Answer 4: Prove what callable() does and does not promise

Example answer:

class CallableThing:
    def __call__(self):
        return 1


class Plain:
    pass


callable_obj = CallableThing()
plain_obj = Plain()
plain_obj.__call__ = lambda: 1

Strong evidence:

  • callable(callable_obj) is True
  • callable(plain_obj) is False

Good conclusion:

Callability depends on the object's type-level protocol, not on an instance attribute with the same name. A true result means only that the runtime permits a call attempt. It does not guarantee valid arguments, safe execution, or success.
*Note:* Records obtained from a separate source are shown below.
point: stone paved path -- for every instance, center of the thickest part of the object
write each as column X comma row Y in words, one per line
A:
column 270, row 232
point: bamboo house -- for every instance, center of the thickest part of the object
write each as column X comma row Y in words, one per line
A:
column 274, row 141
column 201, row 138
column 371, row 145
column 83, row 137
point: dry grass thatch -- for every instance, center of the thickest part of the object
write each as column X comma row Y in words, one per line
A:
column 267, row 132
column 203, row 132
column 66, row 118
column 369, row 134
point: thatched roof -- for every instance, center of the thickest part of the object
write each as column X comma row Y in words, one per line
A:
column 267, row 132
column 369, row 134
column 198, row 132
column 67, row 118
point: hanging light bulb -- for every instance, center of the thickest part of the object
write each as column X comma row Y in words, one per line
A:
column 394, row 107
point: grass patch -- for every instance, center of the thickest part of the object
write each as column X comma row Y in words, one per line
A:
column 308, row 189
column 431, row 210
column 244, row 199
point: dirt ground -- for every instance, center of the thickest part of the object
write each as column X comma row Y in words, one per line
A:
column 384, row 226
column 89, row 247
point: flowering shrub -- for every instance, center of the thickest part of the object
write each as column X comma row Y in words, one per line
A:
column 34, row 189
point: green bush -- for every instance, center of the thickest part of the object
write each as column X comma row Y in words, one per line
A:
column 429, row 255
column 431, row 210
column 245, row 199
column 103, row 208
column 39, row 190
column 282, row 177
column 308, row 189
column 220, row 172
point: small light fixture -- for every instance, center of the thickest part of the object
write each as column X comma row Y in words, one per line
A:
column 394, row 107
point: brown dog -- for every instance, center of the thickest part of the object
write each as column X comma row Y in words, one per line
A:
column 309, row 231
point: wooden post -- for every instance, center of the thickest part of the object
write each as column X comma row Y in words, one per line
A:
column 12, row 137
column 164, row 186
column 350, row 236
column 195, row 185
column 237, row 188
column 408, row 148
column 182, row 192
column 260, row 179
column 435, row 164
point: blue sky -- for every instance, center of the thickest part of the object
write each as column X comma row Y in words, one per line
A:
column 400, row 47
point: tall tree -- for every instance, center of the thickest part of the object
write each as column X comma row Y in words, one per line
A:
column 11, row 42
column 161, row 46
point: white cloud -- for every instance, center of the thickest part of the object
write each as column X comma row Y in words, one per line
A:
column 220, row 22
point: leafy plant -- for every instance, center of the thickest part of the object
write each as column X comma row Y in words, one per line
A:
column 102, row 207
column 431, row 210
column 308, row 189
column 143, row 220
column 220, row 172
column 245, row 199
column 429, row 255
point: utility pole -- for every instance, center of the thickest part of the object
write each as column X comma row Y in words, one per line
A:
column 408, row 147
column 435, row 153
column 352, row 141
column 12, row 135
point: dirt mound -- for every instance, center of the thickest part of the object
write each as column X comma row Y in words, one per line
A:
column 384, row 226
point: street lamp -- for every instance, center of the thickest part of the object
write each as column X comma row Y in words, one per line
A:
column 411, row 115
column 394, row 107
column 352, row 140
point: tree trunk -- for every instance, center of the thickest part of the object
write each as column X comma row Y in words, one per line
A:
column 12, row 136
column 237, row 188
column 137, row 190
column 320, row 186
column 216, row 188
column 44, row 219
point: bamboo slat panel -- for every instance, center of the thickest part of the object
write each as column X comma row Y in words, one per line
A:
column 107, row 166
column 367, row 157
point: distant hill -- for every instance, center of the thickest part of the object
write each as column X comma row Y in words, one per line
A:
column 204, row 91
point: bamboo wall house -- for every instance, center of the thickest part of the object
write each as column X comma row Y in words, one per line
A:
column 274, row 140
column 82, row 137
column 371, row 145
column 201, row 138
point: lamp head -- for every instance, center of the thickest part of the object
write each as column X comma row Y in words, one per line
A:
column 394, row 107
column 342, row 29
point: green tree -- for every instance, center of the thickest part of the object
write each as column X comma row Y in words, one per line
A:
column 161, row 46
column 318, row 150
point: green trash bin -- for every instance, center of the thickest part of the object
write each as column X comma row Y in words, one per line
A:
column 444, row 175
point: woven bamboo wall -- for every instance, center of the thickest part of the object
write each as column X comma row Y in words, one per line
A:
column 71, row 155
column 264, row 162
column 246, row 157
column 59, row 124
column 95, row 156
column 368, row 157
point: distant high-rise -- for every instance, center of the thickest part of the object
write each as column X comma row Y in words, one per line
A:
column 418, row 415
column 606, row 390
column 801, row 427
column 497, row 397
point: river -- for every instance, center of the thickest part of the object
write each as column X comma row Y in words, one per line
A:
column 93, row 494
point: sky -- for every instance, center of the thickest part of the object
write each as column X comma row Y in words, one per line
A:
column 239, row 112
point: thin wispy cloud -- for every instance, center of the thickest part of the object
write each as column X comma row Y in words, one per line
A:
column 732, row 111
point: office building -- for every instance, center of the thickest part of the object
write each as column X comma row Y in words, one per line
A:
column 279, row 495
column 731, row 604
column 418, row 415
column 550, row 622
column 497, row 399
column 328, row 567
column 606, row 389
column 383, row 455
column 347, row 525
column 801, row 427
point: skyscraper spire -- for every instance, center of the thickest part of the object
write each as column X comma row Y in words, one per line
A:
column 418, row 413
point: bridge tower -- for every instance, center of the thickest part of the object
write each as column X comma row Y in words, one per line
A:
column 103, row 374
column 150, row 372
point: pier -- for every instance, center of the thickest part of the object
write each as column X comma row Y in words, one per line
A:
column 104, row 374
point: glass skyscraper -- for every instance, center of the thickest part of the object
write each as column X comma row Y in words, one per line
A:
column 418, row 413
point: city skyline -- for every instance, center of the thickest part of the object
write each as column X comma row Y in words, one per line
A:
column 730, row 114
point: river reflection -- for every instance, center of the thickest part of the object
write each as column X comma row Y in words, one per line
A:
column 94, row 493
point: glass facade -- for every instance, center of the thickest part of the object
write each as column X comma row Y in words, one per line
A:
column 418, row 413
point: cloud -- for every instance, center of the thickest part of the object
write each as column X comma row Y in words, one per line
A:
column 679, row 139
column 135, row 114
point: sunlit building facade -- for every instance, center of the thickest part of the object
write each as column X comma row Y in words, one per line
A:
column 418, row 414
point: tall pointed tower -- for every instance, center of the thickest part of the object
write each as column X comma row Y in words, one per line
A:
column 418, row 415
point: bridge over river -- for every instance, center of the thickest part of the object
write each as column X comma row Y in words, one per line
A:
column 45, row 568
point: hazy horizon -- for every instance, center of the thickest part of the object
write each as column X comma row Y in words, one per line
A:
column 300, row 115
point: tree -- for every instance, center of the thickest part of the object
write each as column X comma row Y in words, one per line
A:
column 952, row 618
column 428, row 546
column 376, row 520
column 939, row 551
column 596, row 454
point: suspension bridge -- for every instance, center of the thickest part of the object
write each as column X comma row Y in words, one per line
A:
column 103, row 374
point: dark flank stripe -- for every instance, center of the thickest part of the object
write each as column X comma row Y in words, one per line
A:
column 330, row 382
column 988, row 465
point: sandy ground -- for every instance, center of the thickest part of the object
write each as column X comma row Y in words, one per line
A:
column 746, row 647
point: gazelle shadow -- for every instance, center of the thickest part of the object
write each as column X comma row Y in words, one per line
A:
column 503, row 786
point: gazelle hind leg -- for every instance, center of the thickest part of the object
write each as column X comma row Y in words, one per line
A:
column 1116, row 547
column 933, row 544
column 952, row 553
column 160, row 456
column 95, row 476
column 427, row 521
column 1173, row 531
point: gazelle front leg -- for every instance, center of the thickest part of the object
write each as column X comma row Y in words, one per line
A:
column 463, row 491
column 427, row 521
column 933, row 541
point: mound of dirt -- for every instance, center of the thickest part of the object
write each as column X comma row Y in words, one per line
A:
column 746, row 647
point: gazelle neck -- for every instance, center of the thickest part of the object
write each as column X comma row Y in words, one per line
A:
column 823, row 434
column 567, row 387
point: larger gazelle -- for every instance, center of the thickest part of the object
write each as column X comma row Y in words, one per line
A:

Answer 5: Compare static and dynamic lookup directly

Example answer:

import inspect


class Demo:
    @property
    def value(self):
        print("property executed")
        return 10


obj = Demo()
raw = inspect.getattr_static(obj, "value")
resolved = getattr(obj, "value")

Strong evidence:

  • raw is the property object itself
  • resolved == 10
  • the dynamic read prints property executed

Good conclusion:

Static lookup better fits tooling when the goal is to inspect what is attached without triggering behavior. Dynamic lookup is the right choice only when the tool intentionally wants normal runtime semantics.

Answer 6: Review a debug or inspection helper

Example answer:

Suppose the helper currently does this:

  • discover names with dir(obj)
  • read each value with getattr(obj, name)
  • recurse into everything it prints

Strong diagnosis:

  • dir(obj) is a discovery step
  • getattr(obj, name) is dynamic resolution and may execute code
  • naive recursion can amplify accidental execution and create cycles

Good repair:

  • keep dir(obj) only for candidate names
  • move default reads to inspect.getattr_static
  • make property evaluation and recursion explicit opt-ins

That repair matches the module's main discipline: the tool should stay observational by default and cross into execution only on purpose.

What strong Module 02 answers have in common

Across the whole set, strong answers share the same habits:

  • they state the observation question before choosing a builtin
  • they separate discovery, storage inspection, classification, and value resolution
  • they treat dynamic attribute access as execution-capable behavior
  • they use static lookup when tooling needs attachment truth more than runtime behavior

If an answer still depends on "I just checked the attribute," revise it until you can say what kind of observation or execution actually happened.